Two wedding packages from the London Eye let couples look out over the city as they take their vows in one of the Eye’s glass capsules. The packages run for an hour (two rotations of the wheel), and can include everything from flowers inside the capsule and champagne served after the ceremony to the night either before or after the wedding at the nearby Marriott County Hall Hotel and two spa treatments (a mini-manicure, pedicure, facial, or back, neck and shoulder massage). For more information, e-mail [email protected].

Adare Manor was once a bona fide Irish castle. Today, it is a luxury destination resort in Limerick and a popular pick for destination weddings. While many people of Irish ancestry have “come home” for a wedding at Adare, we hear that Jewish and Hindu ceremonies also have been arranged. Two churches in the nearby village are available for Catholic and Protestant weddings. If your clients want to feel like royalty and get married at Westminster Abbey, tell them it’s possible...as long as they actually are royalty, or are members of the Order of the Bath,or live within the Abbey’s precincts.
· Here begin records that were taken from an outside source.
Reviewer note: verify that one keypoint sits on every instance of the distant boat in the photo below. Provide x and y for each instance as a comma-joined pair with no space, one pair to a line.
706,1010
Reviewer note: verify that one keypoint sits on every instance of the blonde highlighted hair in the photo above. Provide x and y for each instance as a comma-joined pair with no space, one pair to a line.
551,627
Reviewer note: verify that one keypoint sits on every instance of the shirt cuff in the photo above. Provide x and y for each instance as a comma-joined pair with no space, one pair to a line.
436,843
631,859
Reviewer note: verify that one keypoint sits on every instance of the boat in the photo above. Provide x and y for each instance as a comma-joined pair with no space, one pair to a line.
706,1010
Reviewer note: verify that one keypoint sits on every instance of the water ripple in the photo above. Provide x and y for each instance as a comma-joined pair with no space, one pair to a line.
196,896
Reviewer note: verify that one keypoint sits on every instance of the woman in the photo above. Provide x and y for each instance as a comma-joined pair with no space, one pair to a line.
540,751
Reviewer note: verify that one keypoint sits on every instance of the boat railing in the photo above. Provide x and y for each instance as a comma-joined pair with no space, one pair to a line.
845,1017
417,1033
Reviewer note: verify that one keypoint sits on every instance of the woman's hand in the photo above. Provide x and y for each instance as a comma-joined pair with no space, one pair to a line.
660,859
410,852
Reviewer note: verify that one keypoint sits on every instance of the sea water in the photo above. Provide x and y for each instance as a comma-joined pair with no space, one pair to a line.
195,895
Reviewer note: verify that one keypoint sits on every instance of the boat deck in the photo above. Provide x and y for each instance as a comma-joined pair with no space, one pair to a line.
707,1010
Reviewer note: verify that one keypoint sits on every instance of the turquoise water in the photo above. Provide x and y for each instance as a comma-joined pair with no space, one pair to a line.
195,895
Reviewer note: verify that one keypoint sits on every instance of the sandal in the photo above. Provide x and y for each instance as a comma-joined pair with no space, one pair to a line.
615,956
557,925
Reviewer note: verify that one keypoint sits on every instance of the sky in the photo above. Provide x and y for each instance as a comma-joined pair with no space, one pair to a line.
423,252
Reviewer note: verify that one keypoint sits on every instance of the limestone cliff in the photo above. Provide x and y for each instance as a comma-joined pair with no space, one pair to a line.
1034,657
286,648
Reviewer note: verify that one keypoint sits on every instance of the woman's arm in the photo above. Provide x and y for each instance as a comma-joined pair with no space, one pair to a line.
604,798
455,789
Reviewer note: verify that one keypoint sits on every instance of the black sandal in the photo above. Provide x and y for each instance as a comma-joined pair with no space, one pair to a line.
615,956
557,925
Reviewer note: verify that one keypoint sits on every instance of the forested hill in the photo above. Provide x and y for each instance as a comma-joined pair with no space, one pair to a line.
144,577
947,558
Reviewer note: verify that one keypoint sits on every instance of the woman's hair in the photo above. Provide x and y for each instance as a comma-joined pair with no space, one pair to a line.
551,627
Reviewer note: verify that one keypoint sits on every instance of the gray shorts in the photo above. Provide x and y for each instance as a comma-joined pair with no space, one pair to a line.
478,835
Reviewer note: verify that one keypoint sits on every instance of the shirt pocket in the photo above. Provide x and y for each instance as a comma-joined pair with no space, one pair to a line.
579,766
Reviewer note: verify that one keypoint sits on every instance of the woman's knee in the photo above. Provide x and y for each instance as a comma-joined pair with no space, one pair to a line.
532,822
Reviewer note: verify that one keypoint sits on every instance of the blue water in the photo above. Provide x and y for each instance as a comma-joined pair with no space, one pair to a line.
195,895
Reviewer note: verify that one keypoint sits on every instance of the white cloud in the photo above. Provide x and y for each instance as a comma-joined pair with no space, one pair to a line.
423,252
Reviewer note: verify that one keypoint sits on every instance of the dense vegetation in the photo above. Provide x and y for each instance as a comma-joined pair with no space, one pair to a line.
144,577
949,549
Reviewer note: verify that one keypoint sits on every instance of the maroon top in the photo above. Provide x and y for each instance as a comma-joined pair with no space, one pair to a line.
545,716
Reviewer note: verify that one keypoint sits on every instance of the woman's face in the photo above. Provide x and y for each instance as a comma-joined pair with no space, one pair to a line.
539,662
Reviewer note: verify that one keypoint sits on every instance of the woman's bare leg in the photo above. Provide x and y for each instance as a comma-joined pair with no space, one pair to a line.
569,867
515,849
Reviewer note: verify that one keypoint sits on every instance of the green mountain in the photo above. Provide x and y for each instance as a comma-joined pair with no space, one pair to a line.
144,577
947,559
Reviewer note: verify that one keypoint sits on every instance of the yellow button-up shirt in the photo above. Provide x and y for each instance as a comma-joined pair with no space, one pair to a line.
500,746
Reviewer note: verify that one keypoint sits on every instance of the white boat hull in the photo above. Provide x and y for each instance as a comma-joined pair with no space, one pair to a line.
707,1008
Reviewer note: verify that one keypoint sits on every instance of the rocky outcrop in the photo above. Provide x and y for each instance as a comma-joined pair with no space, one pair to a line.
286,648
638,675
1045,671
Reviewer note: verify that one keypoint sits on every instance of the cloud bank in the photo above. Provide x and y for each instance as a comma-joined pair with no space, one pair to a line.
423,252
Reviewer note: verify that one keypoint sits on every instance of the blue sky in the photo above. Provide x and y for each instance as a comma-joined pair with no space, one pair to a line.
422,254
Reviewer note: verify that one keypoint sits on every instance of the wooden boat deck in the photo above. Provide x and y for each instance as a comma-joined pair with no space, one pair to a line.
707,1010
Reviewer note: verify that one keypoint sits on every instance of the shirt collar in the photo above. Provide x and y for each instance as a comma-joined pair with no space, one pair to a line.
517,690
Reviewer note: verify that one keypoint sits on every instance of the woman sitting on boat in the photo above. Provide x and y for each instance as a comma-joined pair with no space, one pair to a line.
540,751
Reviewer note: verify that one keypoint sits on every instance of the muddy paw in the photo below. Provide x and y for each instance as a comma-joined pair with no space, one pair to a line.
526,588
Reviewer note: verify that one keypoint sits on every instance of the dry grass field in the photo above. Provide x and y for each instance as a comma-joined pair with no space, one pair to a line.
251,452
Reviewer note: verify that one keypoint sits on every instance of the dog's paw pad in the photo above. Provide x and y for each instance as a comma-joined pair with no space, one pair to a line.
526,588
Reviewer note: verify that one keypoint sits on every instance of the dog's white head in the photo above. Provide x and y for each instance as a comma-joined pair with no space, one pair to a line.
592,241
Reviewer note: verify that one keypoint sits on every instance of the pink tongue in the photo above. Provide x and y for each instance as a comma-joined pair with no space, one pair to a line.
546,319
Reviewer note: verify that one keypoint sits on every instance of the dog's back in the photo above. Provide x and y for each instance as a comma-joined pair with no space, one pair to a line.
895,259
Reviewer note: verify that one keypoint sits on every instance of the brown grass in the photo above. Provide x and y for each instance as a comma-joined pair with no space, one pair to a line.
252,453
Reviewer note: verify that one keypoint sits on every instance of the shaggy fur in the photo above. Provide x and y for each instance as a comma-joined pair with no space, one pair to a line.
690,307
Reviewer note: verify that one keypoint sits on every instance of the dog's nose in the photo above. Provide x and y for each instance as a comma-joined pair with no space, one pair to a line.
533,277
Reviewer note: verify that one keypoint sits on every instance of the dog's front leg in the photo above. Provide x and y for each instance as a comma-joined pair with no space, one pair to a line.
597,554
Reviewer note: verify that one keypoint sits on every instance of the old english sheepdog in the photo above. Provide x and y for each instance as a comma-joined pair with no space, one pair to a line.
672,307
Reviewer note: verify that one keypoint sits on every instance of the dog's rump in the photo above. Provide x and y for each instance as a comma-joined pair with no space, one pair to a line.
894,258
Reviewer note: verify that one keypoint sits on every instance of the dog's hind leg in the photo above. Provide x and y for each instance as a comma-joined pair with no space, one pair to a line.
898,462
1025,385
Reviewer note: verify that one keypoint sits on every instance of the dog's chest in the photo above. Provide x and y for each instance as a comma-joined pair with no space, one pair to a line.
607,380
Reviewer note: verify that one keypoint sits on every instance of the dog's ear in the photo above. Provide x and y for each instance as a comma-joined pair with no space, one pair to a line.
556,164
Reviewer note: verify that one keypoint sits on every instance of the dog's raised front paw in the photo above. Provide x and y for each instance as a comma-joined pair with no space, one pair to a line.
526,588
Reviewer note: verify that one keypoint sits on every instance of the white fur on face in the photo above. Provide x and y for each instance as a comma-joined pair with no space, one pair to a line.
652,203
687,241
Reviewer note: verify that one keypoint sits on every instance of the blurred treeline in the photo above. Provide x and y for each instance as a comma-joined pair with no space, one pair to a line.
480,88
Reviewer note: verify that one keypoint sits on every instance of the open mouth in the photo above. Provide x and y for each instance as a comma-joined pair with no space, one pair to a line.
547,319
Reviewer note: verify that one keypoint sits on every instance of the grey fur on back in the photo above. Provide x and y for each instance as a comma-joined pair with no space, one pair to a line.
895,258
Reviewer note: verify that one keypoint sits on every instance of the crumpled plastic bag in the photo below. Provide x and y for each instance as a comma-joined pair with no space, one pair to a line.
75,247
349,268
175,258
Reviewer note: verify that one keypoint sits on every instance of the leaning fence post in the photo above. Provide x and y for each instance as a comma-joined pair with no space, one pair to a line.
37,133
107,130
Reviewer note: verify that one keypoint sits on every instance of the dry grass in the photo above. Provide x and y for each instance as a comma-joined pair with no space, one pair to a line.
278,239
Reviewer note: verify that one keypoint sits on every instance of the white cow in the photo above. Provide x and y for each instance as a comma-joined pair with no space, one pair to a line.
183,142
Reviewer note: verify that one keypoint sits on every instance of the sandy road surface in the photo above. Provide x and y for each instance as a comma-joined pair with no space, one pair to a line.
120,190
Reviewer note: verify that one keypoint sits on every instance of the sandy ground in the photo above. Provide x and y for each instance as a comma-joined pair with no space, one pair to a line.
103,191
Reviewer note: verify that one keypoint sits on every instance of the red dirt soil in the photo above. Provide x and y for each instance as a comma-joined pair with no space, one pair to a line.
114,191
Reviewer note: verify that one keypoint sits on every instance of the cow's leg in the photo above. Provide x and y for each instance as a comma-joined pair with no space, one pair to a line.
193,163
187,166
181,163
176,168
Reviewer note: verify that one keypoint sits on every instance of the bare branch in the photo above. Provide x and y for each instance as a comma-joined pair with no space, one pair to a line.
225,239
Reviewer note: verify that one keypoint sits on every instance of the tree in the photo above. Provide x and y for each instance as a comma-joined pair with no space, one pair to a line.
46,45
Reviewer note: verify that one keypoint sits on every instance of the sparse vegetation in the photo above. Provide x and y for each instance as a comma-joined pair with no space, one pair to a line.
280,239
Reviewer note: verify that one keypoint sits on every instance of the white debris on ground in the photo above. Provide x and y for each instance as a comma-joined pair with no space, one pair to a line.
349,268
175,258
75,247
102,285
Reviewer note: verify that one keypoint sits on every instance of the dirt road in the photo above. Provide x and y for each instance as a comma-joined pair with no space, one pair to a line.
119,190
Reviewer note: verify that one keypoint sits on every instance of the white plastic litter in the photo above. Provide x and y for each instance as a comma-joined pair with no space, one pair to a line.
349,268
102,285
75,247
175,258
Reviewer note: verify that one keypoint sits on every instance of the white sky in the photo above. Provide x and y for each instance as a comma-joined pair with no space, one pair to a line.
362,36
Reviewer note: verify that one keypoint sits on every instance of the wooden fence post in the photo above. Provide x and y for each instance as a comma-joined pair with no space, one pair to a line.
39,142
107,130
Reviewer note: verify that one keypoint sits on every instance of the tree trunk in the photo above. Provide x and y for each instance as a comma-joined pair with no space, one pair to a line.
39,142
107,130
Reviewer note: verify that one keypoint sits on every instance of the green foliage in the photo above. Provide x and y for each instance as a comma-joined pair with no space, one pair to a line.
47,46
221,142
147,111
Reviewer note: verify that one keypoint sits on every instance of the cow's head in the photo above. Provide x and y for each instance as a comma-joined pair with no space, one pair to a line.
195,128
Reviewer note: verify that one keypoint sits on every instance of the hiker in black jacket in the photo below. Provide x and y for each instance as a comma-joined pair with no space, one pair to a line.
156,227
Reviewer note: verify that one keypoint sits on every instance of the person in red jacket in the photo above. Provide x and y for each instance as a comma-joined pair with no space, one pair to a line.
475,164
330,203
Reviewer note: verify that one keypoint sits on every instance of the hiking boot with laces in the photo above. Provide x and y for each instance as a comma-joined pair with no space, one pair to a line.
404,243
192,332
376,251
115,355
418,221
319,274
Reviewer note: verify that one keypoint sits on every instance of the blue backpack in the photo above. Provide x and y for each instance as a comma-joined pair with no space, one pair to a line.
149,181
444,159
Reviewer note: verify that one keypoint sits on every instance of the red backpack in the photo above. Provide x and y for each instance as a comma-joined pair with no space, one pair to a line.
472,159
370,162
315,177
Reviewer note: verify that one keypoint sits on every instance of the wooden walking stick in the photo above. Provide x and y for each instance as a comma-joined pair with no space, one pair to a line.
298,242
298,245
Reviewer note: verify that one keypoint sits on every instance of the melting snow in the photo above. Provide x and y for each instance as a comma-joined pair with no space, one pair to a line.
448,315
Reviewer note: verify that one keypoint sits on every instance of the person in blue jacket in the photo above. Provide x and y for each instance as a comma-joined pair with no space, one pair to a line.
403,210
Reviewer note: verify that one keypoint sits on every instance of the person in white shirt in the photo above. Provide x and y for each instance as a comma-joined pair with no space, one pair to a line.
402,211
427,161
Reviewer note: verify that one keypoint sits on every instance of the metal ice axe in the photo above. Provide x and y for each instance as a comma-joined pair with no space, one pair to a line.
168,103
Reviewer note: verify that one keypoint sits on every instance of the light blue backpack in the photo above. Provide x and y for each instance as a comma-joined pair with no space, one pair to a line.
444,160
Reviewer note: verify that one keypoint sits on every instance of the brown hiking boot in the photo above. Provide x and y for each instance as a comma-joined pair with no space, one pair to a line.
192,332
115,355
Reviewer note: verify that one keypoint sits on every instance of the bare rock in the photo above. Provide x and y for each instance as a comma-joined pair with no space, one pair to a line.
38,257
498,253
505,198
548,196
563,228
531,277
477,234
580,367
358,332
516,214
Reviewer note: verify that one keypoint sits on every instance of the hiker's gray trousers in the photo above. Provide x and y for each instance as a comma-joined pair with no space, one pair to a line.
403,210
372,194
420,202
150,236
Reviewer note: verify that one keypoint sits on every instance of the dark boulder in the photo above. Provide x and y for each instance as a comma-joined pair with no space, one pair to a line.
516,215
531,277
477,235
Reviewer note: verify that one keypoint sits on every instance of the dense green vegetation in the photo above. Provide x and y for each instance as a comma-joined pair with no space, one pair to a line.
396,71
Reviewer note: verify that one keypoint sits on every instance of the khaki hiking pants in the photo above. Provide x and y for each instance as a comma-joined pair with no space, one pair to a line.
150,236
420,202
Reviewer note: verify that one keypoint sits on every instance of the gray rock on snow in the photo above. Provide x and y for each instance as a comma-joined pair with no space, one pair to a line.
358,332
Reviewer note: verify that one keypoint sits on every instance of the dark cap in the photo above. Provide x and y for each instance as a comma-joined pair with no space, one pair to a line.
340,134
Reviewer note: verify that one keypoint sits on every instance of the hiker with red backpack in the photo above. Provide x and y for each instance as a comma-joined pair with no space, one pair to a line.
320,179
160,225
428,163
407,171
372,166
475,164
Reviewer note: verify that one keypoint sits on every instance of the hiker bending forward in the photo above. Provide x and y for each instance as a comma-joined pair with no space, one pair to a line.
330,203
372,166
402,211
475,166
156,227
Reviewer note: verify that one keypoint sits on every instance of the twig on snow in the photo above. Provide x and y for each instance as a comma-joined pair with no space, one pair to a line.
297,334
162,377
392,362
Gluck says that she warns all her wedding couples not to drive themselves to a destination in Europe. “They need to rely on transfer services or driver guides to get them where they need to go without any stress—a wedding is too important a time in your life to try to penny-pinch; this is the one time to be extravagant.”

Sandra Aaron, owner of Mindless Sophistication Events, recommends partnering with a local wedding planner when sending clients abroad. “I do that sometimes,” she says, “but I find that since all couples are different, unless I chose to specialize on one or two select geographical areas, it’s really hard to know someone locally who provides the level of service and expertise my clients need.”

To counteract that, she uses Destination Management Companies (DMC) and works with a Virtuoso member travel agency. This gives her clients access to Virtuoso’s network of on-sites, which are available in most countries.

“If a client has a special request that seems impossible, a Virtuoso On-Site usually knows someone who can make it happen,” she says.

Aaron’s first destination wedding was for a couple who wanted to get married in Paris. The bride was French and had a home there, and they met all the other legal requirements for weddings in France. “What made this couple unique was the groom really wanted to spend his wedding night in Marie Antoinette’s bedroom at the Palace of Versailles,” she recalls. “It’s for this reason the Palace of  Versailles was their first-choice wedding venue.”

While a wedding there is not a problem, staying overnight is a completely different issue. It’s one of the few special requests Aaron hasn’t pulled off. 

“At the time I didn’t know about Virtuoso. I didn’t know if this is the type of request their on-sites in Paris could have arranged. But, their connections are such that they had a better chance of granting this wish than I did,” she says.

Another wedding that Aaron assisted with was in Italy. “It was a Jewish couple who loved the romance of getting married in Italy. They also wanted a very traditional ceremony that would celebrate the cultural history of the Jewish community in Italy. The wedding took place at one of the historic synagogues in the old Jewish quarter of Venice. All the synagogues in that area are Orthodox, so we needed to have an Orthodox Rabbi in the couples’ home country write a letter asking permission to use the synagogue and stating that both the bride and groom were Jewish under Jewish law. To date, it has been one of my favorite weddings.”

Erika Unbehaun of FlutterFly Events, a London-based wedding planner, says that traditional weddings are still the most popular. Most of her clients choose to get married in London’s historic buildings or grand banqueting halls.

One American couple had a Central London wedding at St. Luke’s Cathedral in Chelsea behind the posh streets of Kings Roads, followed by two red double-decker buses taking guests off to a venue next to Westminster Abbey

Another couple posed the challenge of combining cultures: the groom was Canadian while the bride was Sri Lankan. They married at the Royal College of Greenwich (where the third Pirates of the Caribbean movie was recently filmed). And a Chinese couple will be getting married in June at the childhood home of Henry VIII.